What is the role of the i in the propagator of Feynman rules?

[NanakiXIII]

I'm probably missing something small but I haven't been able to figure this out. In the Feynman rules (for a scalar field that obeys the Klein-Gordon equation), you write a propagator for internal lines as

$$\frac{i}{k^2 - m^2 + i \epsilon}.$$

The propagator integrand is originally

$$\frac{e^{i k (x-y)}}{k^2 - m^2 + i \epsilon}.$$

Since we're dealing with an internal line, both exponentials, in $x$ and $y$, are integrated out to delta functions, leaving you with

$$\frac{1}{k^2 - m^2 + i \epsilon}.$$

That I see, but where does the $i$ in the numerator of the first expression above come from?

 

[vanhees71]

This factor i comes from the i in the path-integral formula for the generating functional for (connected Green's functions), $$W[J]=\ln Z[J]$$ with

$$Z[J]=\int \mathcal{D} \phi \exp[\mathrm{i} \int_{\mathbb{R}^4} \mathrm{d}^4 x [\mathcal{L}(\phi,\partial \phi)+J \phi]].$$

 

[NanakiXIII]

Ah, I think I got it.
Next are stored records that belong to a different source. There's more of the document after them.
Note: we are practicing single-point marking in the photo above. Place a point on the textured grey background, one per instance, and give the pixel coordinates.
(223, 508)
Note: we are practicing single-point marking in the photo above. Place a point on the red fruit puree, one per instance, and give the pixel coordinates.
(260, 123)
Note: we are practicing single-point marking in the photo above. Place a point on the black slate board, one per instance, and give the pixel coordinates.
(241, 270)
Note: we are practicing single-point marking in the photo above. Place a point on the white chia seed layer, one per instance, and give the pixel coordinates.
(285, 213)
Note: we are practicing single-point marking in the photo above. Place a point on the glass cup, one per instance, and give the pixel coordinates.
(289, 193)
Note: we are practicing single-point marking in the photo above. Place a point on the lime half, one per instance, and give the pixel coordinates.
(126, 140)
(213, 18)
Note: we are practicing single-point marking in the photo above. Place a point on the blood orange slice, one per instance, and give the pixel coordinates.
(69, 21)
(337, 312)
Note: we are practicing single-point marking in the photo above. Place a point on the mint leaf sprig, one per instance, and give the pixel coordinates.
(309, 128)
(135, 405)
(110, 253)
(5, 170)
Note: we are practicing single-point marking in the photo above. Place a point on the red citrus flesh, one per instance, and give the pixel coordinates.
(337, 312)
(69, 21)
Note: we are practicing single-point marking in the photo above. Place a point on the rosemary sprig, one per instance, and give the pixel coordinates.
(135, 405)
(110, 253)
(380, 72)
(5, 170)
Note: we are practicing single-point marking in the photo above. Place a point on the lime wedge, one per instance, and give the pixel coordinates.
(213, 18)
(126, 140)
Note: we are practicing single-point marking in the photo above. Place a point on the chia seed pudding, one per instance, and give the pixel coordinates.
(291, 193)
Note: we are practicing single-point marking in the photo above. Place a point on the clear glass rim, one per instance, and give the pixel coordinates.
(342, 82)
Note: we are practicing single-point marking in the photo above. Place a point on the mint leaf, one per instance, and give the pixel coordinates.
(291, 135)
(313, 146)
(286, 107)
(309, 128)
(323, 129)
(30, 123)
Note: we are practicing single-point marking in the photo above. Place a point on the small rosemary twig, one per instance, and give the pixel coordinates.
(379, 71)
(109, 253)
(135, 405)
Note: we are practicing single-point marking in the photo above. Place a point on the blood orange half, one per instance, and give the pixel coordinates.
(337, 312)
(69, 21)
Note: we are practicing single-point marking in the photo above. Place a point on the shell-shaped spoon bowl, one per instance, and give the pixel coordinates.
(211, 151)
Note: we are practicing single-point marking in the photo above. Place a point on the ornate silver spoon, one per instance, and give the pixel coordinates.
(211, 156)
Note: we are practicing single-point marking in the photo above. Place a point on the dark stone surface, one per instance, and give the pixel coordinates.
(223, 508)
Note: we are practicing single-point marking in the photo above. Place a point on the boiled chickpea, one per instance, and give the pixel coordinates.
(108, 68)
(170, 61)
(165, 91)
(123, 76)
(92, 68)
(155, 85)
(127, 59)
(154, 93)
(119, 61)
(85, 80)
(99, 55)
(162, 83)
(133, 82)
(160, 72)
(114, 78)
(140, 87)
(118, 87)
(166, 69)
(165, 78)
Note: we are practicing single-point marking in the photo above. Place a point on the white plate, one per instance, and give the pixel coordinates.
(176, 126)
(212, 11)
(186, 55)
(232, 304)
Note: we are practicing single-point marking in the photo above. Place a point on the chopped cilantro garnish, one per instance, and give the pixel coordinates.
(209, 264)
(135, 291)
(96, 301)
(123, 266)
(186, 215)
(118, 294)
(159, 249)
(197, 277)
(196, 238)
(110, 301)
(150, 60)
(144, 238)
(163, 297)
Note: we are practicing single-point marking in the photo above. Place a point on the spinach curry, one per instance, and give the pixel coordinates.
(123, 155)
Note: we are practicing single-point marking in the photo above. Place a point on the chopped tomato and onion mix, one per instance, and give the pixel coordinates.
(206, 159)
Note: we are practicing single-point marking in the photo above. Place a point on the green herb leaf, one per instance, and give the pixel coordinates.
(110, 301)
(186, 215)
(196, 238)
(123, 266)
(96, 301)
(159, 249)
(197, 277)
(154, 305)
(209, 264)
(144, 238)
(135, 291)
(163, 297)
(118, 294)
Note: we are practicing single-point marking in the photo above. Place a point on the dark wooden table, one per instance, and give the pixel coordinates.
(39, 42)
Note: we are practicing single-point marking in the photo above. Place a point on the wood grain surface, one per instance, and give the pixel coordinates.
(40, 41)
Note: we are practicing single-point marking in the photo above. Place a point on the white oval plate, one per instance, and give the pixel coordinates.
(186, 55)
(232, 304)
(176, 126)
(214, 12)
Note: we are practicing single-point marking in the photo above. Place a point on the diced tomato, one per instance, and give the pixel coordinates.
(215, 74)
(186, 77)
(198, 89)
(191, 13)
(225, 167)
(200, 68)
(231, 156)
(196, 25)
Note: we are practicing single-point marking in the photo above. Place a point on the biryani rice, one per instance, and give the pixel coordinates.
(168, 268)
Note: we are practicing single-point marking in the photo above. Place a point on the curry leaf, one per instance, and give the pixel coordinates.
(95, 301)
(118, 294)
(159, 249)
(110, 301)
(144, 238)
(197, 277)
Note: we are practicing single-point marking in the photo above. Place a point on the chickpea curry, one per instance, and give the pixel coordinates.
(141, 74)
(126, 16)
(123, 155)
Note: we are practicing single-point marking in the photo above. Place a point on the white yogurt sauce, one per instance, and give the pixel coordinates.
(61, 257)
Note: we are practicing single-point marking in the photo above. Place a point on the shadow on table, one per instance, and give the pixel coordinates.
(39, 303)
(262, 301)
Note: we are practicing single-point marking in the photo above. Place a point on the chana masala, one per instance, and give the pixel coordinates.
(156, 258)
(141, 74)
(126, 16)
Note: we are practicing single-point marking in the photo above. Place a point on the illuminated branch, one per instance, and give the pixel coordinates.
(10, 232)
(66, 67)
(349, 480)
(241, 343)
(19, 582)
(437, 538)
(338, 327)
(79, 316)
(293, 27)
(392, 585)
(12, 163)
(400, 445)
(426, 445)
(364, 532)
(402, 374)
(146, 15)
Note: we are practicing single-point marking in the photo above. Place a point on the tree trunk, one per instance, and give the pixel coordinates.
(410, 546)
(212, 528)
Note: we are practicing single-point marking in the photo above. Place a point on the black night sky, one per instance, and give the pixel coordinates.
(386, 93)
I had ignored the factor $i$ when I wrote things down as Wick contractions. Thanks.

 

[LAHLH]

Chapter 10 of Srednicki is a good way to see the Feynman rules emerge, including this factor of i.

 

[NanakiXIII]

He seems to adopt quite a different approach than the author of the book I'm using. I may have a look at that later. Thanks for the tip.